The other day GE announced that they will be offering many of its retirees a buyout of their pension. This is not something unusual and we’ve seen more and more of this over the last number of years. Not too long ago, Ford offered buyouts of its pension, and more recently, General Motors did as well. If you receive an offer from GE or, in fact, from any company that you have a pension with, you need to take the offer seriously and to not automatically decide one way or the other without doing some investigation. This is an important decision for your future, and you need to take your time in order to make the right decision for yourself.
Whenever a buyout is offered, generally the amount offered is substantial. All too often people are enticed by the number, which as far as I am concerned, can be a mistake. Obviously, the amount offered in a buyout is important, if nothing more to determine whether the offer is fair or not. In fact, one of the first things you should do when you receive a buyout is to determine if the offer is fair. You should not assume the buyout number is fair because unfortunately, in many situations it is not. Remember, in looking at an offer, keep in mind that the company is not doing this for your benefit, but rather for theirs. Your interest and the company’s interest don’t necessarily go hand in hand.
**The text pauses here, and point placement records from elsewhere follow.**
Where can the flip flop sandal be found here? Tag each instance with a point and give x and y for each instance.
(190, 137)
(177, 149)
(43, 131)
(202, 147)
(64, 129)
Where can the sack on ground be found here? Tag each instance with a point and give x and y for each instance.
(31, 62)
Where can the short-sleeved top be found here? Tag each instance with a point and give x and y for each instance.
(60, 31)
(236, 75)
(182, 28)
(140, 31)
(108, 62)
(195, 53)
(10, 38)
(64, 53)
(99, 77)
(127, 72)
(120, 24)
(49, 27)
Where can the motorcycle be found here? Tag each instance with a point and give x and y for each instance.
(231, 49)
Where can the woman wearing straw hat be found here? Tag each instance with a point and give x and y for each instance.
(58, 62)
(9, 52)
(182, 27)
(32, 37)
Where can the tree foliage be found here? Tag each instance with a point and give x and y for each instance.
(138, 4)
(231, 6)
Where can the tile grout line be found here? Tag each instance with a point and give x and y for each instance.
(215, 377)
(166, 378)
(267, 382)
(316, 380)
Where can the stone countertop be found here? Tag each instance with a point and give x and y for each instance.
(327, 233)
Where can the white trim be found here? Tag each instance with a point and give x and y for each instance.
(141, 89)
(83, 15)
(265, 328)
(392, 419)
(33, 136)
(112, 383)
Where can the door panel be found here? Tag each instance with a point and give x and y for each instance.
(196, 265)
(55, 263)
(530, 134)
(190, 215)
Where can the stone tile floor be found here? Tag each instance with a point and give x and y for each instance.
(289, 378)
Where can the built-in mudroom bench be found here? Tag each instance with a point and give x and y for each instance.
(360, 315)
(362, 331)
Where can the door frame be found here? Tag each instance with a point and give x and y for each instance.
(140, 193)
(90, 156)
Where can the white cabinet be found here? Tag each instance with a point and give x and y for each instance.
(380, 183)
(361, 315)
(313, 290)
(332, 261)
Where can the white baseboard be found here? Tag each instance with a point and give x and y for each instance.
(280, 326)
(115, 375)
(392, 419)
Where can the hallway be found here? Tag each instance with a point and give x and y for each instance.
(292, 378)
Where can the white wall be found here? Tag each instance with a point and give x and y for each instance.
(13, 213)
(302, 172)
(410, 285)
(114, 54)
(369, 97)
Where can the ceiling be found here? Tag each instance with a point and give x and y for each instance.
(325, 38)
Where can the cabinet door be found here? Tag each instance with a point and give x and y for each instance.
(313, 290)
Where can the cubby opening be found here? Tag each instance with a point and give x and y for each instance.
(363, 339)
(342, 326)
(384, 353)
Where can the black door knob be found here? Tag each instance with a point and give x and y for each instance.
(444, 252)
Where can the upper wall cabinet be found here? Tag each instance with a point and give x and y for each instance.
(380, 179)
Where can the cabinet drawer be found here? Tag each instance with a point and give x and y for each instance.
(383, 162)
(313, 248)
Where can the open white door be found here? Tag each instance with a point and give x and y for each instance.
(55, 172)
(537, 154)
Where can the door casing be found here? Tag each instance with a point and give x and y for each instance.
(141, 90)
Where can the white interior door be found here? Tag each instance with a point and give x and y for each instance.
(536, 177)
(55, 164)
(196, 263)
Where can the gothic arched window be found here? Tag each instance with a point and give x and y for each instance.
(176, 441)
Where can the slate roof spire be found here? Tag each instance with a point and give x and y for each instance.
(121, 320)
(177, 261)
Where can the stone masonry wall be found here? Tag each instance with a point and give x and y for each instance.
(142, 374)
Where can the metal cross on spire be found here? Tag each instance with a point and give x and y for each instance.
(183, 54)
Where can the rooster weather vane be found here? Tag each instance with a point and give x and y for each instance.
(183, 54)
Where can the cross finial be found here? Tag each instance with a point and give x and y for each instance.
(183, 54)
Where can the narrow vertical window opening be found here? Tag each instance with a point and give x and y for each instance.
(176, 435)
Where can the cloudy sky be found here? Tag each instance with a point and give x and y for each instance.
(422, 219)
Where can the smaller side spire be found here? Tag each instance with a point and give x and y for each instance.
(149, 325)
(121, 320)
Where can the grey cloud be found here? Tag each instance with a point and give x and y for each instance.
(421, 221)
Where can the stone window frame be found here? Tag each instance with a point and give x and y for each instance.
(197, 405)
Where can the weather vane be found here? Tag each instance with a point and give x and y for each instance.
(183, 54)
There are many times that it pays to accept the offer; however, my experience is that in the majority of situations an individual would be better off financially keeping their pension. The key if you do get a pension buyout offer is to focus on your individual situation, not what your next-door neighbor or your best friend is doing. One of the key questions that you need to ask yourself is what am I going to do with the money? For example, if you’re going to need income on a regular basis from that money, the question is how you are going to invest it. In my view, if you’re planning to invest it in things like CDs, government bonds or an annuity, you’re probably much better off keeping your pension. On the other hand, if you’re in a situation where you don’t need the income from the buyout, and you will invest the money in equities, and you are looking long term, it probably is best to accept the buyout.
Whether someone accepts the buyout or not is a difficult decision, and many people don’t have the knowledge or skill to make the decision themselves. Therefore, they may have to retain the services of a professional to help them. In that regard, make sure you hire a professional as opposed to a salesperson. The worst person to talk to about a buyout is a salesperson who is trying to sell you a product. The key is to make sure that you deal with a professional – someone who has your best interest, and only your interest at heart. When you deal with a salesperson, you don’t know if they’re operating in your best interest or theirs.
Whether it is the GE buyout, or a buyout from one of the automotive companies or, in fact, any company, you need to take time to analyze the proposal and to determine if it’s in your best interest. My advice: if you’re not sure what best works for you, it is probably safest to keep your pension.